Di Pietro diserta la prima piazza

«Una, cento, mille piazze». L’onorevole Di Pietro Antonio così aveva promesso. Si è distratto al primo appuntamento. Ieri sera, sito di Ugento, terra salentina che si affaccia sullo Ionio, lo hanno aspettato invano, in mille, in piazza Adolfo Colosso, con tanto di mezzo busto al personaggio illustre di questa fetta del Salento. Non pervenuto. Voci di paese e di partito avevano garantito la presenza e partecipazione dell’ex piemme, insieme con don Ciotti, alla fiaccolata in memoria di Peppino Basile, consigliere comunale ucciso a coltellate, la notte del 15 giugno scorso. Di Pietro ha scelto altre piazze, don Ciotti ha avuto impegni diversi, i mille hanno sperato e aspettato, ritardando di mezz’ora l’avvio della marcia, le fiaccole si sono mosse verso la casa di Basile, in fondo a via Nizza, là dove finisce il paese e incomincia la campagna, buia, là dove qualcuno è scappato, senza essere visto.
Omicidio di passione, assassinio di vendetta criminale?
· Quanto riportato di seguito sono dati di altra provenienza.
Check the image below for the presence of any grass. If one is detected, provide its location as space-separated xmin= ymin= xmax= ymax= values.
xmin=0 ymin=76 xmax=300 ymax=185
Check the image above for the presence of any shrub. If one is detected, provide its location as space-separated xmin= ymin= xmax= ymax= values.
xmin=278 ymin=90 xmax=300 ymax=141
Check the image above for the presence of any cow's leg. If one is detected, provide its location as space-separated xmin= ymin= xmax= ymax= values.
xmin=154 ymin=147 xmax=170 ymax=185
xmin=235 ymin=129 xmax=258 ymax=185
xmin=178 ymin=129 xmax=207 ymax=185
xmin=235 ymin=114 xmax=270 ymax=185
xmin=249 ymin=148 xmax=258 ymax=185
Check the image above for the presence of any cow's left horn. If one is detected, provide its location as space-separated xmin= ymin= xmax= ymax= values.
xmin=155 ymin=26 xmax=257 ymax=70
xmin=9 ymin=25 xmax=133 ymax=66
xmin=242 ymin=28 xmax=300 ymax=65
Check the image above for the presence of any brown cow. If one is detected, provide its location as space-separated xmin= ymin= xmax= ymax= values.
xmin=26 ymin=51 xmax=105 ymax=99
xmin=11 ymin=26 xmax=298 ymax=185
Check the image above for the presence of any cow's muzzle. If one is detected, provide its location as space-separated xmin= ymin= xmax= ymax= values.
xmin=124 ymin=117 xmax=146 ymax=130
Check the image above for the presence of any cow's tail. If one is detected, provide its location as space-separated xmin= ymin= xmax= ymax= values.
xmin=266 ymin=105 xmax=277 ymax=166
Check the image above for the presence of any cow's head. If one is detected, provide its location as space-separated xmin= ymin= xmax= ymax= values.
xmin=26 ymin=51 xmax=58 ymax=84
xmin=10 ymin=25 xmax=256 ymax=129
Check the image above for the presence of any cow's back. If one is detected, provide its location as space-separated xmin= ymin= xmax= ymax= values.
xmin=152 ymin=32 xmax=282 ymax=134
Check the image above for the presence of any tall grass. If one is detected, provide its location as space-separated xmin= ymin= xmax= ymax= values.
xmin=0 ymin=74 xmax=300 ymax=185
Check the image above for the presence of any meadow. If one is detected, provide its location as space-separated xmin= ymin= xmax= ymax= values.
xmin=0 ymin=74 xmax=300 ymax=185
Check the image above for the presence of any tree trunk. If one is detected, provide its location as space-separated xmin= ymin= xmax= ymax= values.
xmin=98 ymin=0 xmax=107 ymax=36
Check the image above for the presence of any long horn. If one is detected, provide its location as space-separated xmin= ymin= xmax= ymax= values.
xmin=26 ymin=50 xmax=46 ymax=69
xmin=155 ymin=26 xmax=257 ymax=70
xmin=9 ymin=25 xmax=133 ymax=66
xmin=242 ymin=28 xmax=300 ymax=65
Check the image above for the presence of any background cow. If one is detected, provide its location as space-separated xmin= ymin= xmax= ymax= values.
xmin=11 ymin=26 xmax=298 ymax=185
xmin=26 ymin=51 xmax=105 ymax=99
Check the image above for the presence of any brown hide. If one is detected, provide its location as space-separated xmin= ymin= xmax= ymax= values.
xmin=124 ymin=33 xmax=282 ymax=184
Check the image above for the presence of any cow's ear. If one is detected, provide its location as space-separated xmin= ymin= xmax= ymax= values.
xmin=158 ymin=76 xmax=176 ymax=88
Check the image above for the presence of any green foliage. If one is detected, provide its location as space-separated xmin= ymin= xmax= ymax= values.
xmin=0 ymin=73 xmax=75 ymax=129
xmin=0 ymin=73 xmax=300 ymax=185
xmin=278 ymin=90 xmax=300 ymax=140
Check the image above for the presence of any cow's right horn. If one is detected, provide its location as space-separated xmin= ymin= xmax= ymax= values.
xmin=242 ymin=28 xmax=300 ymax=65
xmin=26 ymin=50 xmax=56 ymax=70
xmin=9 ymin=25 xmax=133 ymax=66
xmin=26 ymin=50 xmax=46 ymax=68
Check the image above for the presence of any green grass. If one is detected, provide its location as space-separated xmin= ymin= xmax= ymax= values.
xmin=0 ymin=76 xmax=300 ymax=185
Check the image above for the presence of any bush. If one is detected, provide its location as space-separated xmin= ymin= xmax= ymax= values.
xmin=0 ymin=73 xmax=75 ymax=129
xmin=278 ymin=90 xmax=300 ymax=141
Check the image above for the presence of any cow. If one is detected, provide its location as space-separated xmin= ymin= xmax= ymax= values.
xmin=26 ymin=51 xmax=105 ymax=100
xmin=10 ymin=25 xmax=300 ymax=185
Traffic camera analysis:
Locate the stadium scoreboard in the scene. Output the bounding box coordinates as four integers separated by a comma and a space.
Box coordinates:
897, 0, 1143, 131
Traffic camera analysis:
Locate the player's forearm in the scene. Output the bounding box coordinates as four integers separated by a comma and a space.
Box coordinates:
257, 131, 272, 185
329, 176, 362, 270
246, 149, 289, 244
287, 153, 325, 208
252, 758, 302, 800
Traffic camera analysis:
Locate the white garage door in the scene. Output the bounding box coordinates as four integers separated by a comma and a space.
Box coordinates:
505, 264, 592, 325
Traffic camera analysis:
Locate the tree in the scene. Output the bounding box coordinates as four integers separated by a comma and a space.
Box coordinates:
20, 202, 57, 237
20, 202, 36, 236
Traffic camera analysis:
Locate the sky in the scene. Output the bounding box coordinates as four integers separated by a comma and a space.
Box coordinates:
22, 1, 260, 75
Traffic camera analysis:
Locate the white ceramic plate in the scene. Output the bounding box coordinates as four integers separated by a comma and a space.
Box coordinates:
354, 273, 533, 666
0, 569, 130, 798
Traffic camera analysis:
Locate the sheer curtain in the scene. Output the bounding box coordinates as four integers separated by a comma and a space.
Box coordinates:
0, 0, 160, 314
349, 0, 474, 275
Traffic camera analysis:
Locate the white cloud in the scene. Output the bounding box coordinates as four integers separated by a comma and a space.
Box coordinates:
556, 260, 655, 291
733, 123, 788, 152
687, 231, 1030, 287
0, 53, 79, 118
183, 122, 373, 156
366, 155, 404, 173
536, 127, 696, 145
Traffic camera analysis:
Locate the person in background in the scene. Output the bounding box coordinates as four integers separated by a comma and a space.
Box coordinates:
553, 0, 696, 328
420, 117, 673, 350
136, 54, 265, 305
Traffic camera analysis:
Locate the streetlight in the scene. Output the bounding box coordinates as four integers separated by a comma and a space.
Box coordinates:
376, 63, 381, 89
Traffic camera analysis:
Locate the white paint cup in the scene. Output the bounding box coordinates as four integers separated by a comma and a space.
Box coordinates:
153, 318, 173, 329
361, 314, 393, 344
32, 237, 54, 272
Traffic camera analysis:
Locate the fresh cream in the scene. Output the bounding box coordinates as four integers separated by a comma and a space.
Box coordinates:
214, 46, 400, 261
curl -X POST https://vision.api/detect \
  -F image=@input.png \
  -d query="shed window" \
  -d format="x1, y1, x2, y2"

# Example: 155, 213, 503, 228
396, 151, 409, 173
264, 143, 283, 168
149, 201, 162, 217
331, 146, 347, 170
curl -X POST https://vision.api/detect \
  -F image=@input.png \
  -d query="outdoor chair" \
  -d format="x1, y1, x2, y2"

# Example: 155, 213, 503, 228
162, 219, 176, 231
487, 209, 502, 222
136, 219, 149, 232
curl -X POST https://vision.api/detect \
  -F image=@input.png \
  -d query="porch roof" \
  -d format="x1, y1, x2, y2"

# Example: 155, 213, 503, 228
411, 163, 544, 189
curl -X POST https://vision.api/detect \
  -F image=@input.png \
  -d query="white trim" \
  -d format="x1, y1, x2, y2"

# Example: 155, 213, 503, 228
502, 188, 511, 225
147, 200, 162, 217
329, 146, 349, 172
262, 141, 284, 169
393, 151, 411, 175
Forse. Ma il nostro è il Paese del dubbio e dell’avviso di garanzia, dunque per gli esponenti dell’Italia dei Valori la morte feroce di Basile è una buona occasione per sventolare le bandiere della giustizia, è qualcosa che avrebbe a che fare con la politica perché Peppino Basile era un rompiballe, perché Peppino aveva nemici mille e amici nello stesso numero tra gli stessi nemici, sapeva accendersi per nulla, teneva concioni dovunque e comunque, aveva una vita bizzarra, generosa, inquieta, imprevedibile, attirava amici e amiche per poi restare isolato nel momento decisivo. Ugento non è Cogne anche se ieri sera c’erano telecamere, giornalisti, folla. Hanno pensato di ricordarlo con le torce antivento, gente di ogni dove, un migliaio in corteo silenzioso, civile, nessuno slogan, una bandiera tricolore con nastro nero, un drappo della pace, lenzuola bianche ai balconi, lungo le terrazze, alle finestre, messaggio di pace e di fratellanza, secondo moda non pugliese, per un morto ammazzato. Un paio di sindaci da fuori, un esponente della provincia, assente al completo la giunta di Ugento, contraria alla manifestazione, così il sindaco Eugenio Ozza, amico e nemico di Basile, ha scelto di non aderire alla «speculazione sul morto», come ha fatto Ada Cairo, ex moglie di Basile: «Vivo in silenzio e in disparte questi momenti, come ho sempre fatto nella mia vita».
Che c’entra la politica con tutto questo? Lo sanno coloro i quali hanno costruito, nei giorni successivi l’omicidio, tesi e teoremi sull’agguato di matrice fascista, tirando fuori dagli archivi addirittura un altro episodio di criminalità, accaduto, tenetevi forte, sempre a metà giugno ma nell’anno 1922, vittima Cosimo Profico, un bracciante di sinistra ucciso con quattro pistolettate alla nuca da Luigi Ancora, un facinoroso di destra. Di Pietro deve avere capito, per esperienza professionale, che la fine di Peppino Basile, ex missino, passato all’Italia dei Valori, non può avere radici profonde e serie nella vendetta politica. L’omicidio, agghiacciante per le modalità, 19 coltellate inferte dal basso in alto («non è roba nostra, non è gente di qui, puzza di criminalità straniera» la voce di popolo che trova conferma anche tra gli inquirenti), non ha ancora trovato soluzione; il corteo è sfilato con uno striscione che chiedeva «Verità e giustizia per Peppino».

Si è fermato davanti alla casa di Basile, qui è stato proiettato su un maxischermo un ricordo di venti minuti, i comizi, la sua vita politica, parole e gesti, nell’introduzione Peppino era paragonato al «Gladiatore», il film interpretato da Russel Crowe. Le fiaccole erano ormai spente, la casa di Basile è tornata al buio, come la sua morte.